Des données confirmées par les dernières statistiques de la Société de gestion des financements et de la garantie de l'accession sociale à la propriété (SGFGAS). Dans sa dernière synthèse, la société relève que la production de prêts à taux zéro a « chuté » de 17% en 2022 à un peu plus de 63.000 PTZ. Pis, avec la remontée des taux, les montants de crédits d'impôt ont bondi de 114% par rapport à 2021, « ce qui rend, toutes choses égales par ailleurs, le dispositif plus coûteux pour l'Etat ». En témoignent les derniers chiffres. Au 31 mars 2023, la production totale de PTZ pour 2022 est de 63.647 dont 49.915 (78%) dans le neuf, 11.004 (17%) dans l'ancien avec travaux et 2.728 (4%) en logements HLM... Soit un montant total prêté de 3,261 milliards d'euros !

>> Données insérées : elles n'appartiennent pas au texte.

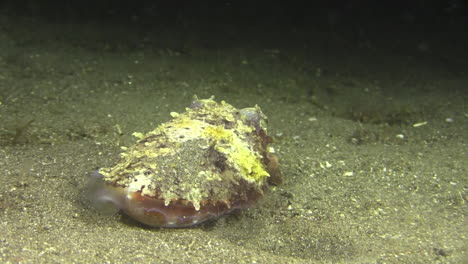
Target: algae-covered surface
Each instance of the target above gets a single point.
(370, 126)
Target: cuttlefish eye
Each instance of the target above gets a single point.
(102, 199)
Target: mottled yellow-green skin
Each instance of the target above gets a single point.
(212, 152)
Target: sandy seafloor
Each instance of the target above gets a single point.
(371, 130)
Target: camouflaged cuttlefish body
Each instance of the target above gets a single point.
(203, 163)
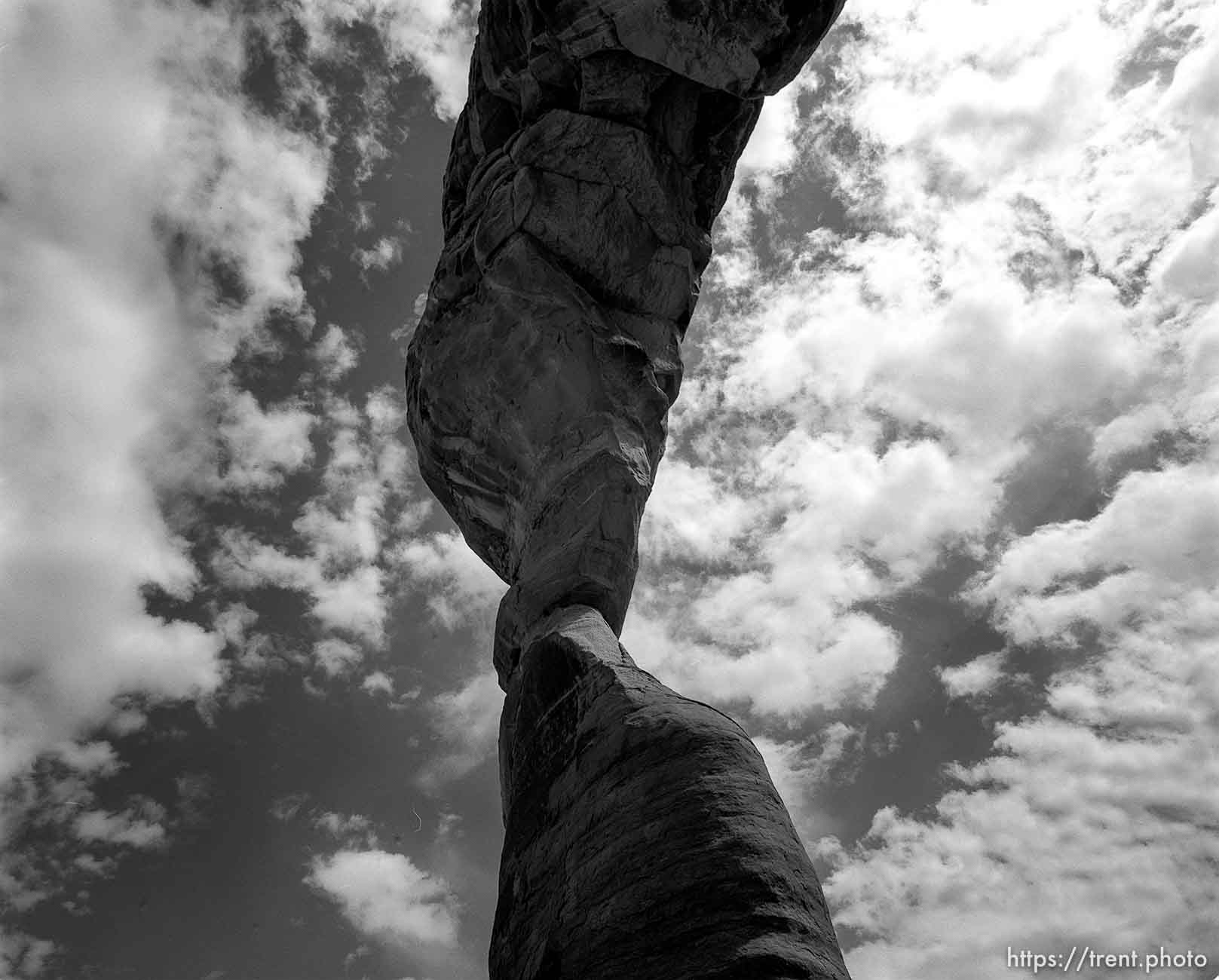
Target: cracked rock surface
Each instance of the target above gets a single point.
(596, 146)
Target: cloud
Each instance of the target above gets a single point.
(149, 219)
(458, 585)
(388, 897)
(977, 678)
(343, 534)
(264, 446)
(802, 772)
(118, 829)
(436, 37)
(1035, 191)
(467, 721)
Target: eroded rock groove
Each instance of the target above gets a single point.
(644, 838)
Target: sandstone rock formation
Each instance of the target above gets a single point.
(598, 145)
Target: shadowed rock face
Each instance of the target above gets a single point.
(595, 150)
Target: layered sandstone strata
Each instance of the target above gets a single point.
(595, 150)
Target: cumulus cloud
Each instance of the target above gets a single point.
(977, 678)
(344, 535)
(1039, 260)
(436, 37)
(461, 590)
(149, 219)
(388, 897)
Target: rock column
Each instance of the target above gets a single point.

Le « Pinel » a-t-il fait la preuve de son efficacité ?

Pour le « Pinel », qui tire son nom de l'ancienne ministre Sylvia Pinel qui l'a porté en 2015, il s'agit d'une baisse d'impôt qui bénéficie aux investisseurs immobiliers dans le parc locatif privé, à condition de louer leur bien a minima six ans et de respecter un plafond de loyer. « Le Pinel n'a pas fait la preuve de son efficacité », a l'habitude de répéter le ministre Bruno Le Maire.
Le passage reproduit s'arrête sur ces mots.